Risk Factors Highlighted
Management flagged several macro headwinds in the filing:
- Macroeconomic uncertainty including inflation and elevated interest rates
- Historic changes in U.S. trade policy and potential tariff impacts
- Insurance cost increases
- Consumer sentiment weakness
- Labor shortages and supply chain challenges
The litigation-related charge was not fully explained but materially impacted results. Investors should monitor for additional disclosure.
Forward Catalysts
Positive:
- January inflection: Sales pace in line with prior year for the first time in 8 quarters
- Traffic improving: Mid-December onward saw better traffic and buyer engagement
- Affordability improving: Combination of rate declines, stable home prices, and wage growth closing gap to healthy affordability band
- Community count up 3.1% with path to >200 by FYE 2027
- Cost reduction initiatives: >$10,000/home (~200 bps) in labor and material savings
- ~$150M profitable land sales to fund $72M in remaining buybacks
- Solar strategy: Trending to 20% of sales with above-average margins by year-end
- Cycle time improvement: ~2 weeks reduction expands selling window
Negative:
- Weak backlog (down 33%) sets up difficult comparisons
- Margin pressure likely to persist in near-term
- Rising leverage limits financial flexibility
- Litigation overhang and potential additional charges
- Energy efficiency tax credits ending June 30, 2026
The Bottom Line
Beazer Homes delivered a quarter to forget, with results significantly below expectations despite low consensus estimates. The combination of weak demand, margin compression, and a litigation charge created a perfect storm that sent shares tumbling after hours.
However, the earnings call revealed a potentially important inflection point: January sales pace was in line with prior year for the first time in 8 quarters of year-over-year compression. Combined with improving traffic since mid-December and a slowly improving affordability backdrop, management sees a path to recovery.
Despite the soft start, management maintains a path to full-year EBITDA growth (excluding the Q1 litigation-related charge) through:
- ~300 bps of margin expansion via cost cuts and mix shift
- ASP growth supported by backlog (~$560K vs ~$514K Q1 closings)

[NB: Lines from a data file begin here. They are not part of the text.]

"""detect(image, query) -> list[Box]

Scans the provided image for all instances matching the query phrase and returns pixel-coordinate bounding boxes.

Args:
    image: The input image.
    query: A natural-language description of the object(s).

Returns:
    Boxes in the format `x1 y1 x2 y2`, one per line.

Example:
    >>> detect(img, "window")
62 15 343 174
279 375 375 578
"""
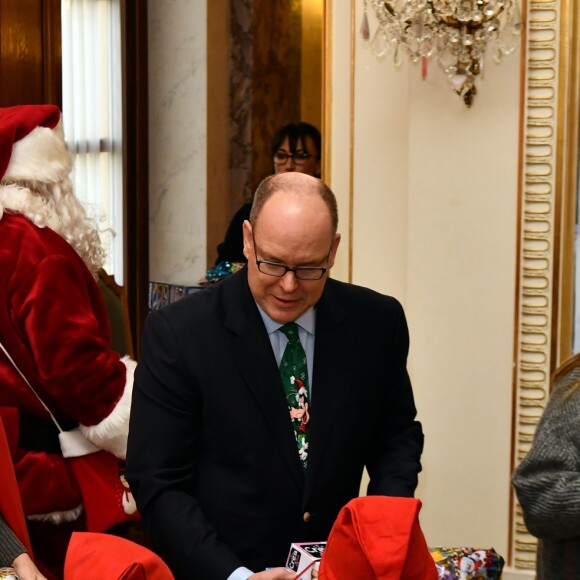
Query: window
61 0 123 283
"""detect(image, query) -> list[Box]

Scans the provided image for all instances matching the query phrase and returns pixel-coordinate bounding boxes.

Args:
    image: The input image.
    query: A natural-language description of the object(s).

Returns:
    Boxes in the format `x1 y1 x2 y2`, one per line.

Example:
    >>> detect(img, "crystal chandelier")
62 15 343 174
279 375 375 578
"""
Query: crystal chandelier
361 0 523 107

- ~$150M of profitable land sales
While the 33% decline in backlog and sub-14% gross margins suggest meaningful headwinds ahead, the company's strategy of selective land sales and aggressive share buybacks ($72M remaining authorization, ~10% of shares at current prices) may help achieve the target of 5-10% book value per share growth by year-end.
At ~$21 per share (post-earnings), BZH trades at roughly 0.5x book value of ~$41 per share — reflecting the market's skepticism about near-term earnings recovery. Investors will need to see the January improvement sustained through spring selling season before sentiment improves.
Based on 8-K filing and earnings conference call held January 29, 2026.